# Cant be registered?



## mandiah89 (Jan 18, 2013)

Hi all, so I have been contemplating getting another GSD puppy, my GSD Penny is now 12 and a half weeks old and she tries deperately to play with my mothers dogs which I wont allow because they are old (16 and 14) and are aggressive so I keep them apart. She loves playing with my neighbors boxer but we only get together once every week, and I think she needs a playmate and I wouldnt mind another GSD pup as I planned on getting another one once Penny was a about a year anyway. 

Anywho, I was looking at some really nice looking pups, mother is on site and the father can be seen, my only concern is that the breeder is telling me that these puppies cannot be CKC or AKC registered as the father is AKC and the mother is CKC and because they are from two separate KC's they cannot be registered... Is this true? Or is she just trying to get away with selling me a pup that is not able to be registered?


----------



## pariahdogs (Jan 24, 2013)

Two puppies is a huge amount of work. You have much more than double the work as you have to make sure to do training separate, socialization separate, etc. You have double the housetraining, double the vet bills, double everything. 

CKC as in Continental Kennel Club or Canadian Kennel Club? Are either parents titled? Health tested? I only ask because papers from the Continental Kennel Club aren't worth the ink they're printed with. The only two recommended registries in the US are AKC and UKC, and even then neither of those are a guarantee of health or mental soundness. 

I would suggest you just enroll in some puppy classes with Penny, find a puppy play group and take this opportunity to socialized, socialize, socialize. Concentrate on laying down a good foundation for her while she is young and easily influenced then maybe a few months down the line think about adding in another dog or puppy from a good breeder.


----------



## Kayos and Havoc (Oct 17, 2002)

Very mauch agree with Paraihdogs. Two puppies is a lot of work and really your puppy does not really have to have a doggy playmate. 

There is a way to register a Canadian dog with the AKC but I understand it is complicated. There are some breeders here in the states that sell dogs in Canada and vice versa. The buyers are able to register the pups. 

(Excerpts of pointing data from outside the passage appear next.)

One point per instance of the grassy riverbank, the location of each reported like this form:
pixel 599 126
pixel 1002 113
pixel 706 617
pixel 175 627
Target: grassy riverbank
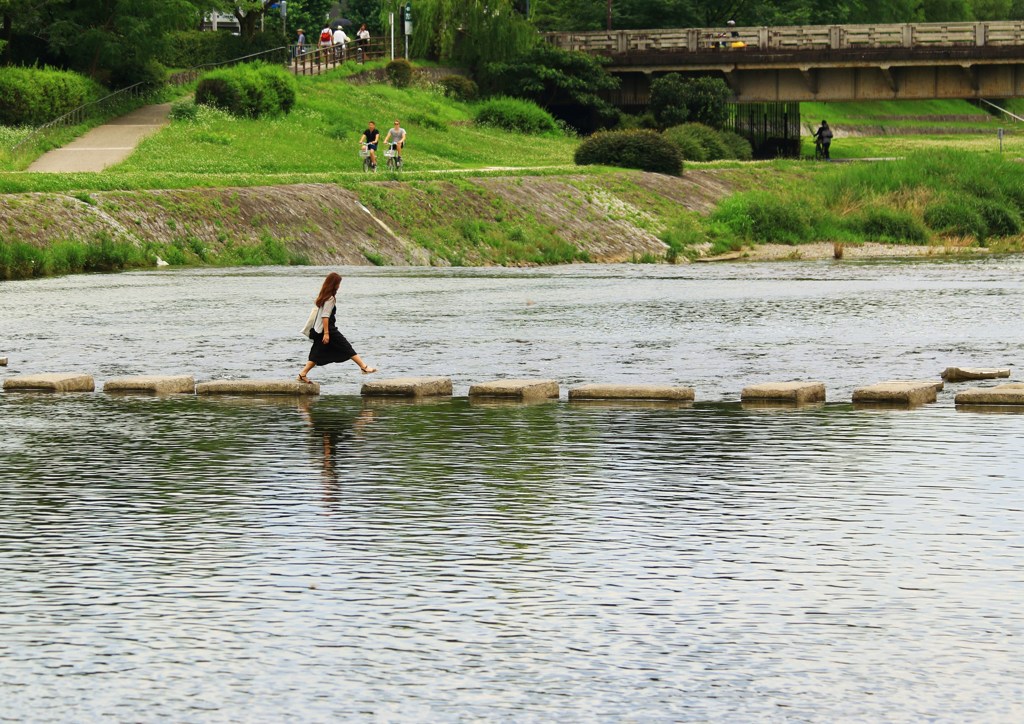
pixel 289 190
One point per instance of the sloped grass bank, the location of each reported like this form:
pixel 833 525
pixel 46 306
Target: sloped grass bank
pixel 926 199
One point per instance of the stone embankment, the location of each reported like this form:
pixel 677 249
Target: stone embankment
pixel 891 393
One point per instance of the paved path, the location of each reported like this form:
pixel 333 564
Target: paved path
pixel 107 144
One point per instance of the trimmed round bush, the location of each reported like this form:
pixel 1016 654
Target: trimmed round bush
pixel 891 225
pixel 956 217
pixel 515 115
pixel 688 145
pixel 642 150
pixel 250 91
pixel 738 146
pixel 399 73
pixel 459 87
pixel 32 96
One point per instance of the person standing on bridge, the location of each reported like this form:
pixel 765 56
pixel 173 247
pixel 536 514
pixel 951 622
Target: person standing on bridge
pixel 330 345
pixel 822 137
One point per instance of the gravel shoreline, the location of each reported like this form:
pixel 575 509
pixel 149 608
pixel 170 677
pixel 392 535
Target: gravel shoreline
pixel 826 250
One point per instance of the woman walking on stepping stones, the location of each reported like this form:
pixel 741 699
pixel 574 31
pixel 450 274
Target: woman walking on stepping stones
pixel 330 345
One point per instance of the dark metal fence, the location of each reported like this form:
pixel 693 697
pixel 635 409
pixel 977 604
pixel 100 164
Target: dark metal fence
pixel 127 99
pixel 773 129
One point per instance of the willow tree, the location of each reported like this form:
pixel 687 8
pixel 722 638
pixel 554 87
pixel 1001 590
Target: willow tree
pixel 469 33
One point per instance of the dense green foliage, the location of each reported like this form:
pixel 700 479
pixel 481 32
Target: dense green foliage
pixel 399 73
pixel 31 96
pixel 553 78
pixel 190 48
pixel 675 99
pixel 470 33
pixel 515 115
pixel 251 90
pixel 641 150
pixel 459 87
pixel 699 142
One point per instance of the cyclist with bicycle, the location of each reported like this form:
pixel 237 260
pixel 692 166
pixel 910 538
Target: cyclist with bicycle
pixel 396 137
pixel 369 139
pixel 822 139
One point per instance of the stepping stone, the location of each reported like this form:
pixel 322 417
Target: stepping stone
pixel 897 393
pixel 646 392
pixel 152 383
pixel 960 374
pixel 293 387
pixel 794 392
pixel 1012 393
pixel 516 389
pixel 57 382
pixel 409 387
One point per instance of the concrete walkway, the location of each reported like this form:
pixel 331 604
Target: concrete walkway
pixel 107 144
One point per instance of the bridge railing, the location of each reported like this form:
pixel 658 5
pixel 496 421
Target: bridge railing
pixel 920 35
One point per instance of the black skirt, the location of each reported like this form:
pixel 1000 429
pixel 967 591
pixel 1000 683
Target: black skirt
pixel 338 349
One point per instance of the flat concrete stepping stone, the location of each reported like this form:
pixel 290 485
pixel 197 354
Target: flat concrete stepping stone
pixel 516 389
pixel 673 393
pixel 901 393
pixel 794 392
pixel 293 387
pixel 960 374
pixel 409 387
pixel 53 382
pixel 181 384
pixel 1012 393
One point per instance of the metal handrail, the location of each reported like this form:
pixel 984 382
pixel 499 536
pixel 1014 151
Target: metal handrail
pixel 78 115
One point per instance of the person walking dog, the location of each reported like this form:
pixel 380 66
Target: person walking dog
pixel 329 344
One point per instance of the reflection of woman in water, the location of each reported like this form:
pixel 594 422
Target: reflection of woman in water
pixel 329 344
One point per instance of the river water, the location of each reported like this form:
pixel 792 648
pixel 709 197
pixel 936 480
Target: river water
pixel 201 559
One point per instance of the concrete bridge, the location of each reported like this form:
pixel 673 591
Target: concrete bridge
pixel 819 62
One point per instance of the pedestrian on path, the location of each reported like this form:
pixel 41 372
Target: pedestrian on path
pixel 329 344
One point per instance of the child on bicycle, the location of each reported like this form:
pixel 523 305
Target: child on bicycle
pixel 369 139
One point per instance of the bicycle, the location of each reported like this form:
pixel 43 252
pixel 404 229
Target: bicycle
pixel 393 160
pixel 368 164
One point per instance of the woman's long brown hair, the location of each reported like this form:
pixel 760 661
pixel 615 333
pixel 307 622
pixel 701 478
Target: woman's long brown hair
pixel 329 289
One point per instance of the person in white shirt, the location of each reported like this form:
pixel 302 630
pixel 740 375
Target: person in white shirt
pixel 340 41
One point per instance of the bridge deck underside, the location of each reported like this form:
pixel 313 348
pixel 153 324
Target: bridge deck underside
pixel 893 82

I really would start training with Penny, cement your bond with her first and then consider a another pup in another year or two.


----------



## mandiah89 (Jan 18, 2013)

Thanks for your advice guys, I guess I will wait till she is older and fully trained first. She is fully house broken and she knows on command sit, lay, off, out, and come, she is very smart I just thought maybe she might need a friend. But I will wait.


----------



## Shade (Feb 20, 2012)

Is there a training centre nearby which offers puppy playtime? Or any friends with healthy stable dogs that you can set up play dates with?

Delgado is a social butterfly, but Jazzy refuses to play with him. Thankfully he gets along great with my parents labradoodle so I go there once a week and they run like hooligans for several hours. They have a blast 

They don't need friends 24/7 to be happy .


----------



## gaia_bear (May 24, 2012)

I would pass, I know there's not a ton of breeders in our area but there are some very very good ones that will provide you with what you're looking for and CKC papers. That sounds a little shady to me. 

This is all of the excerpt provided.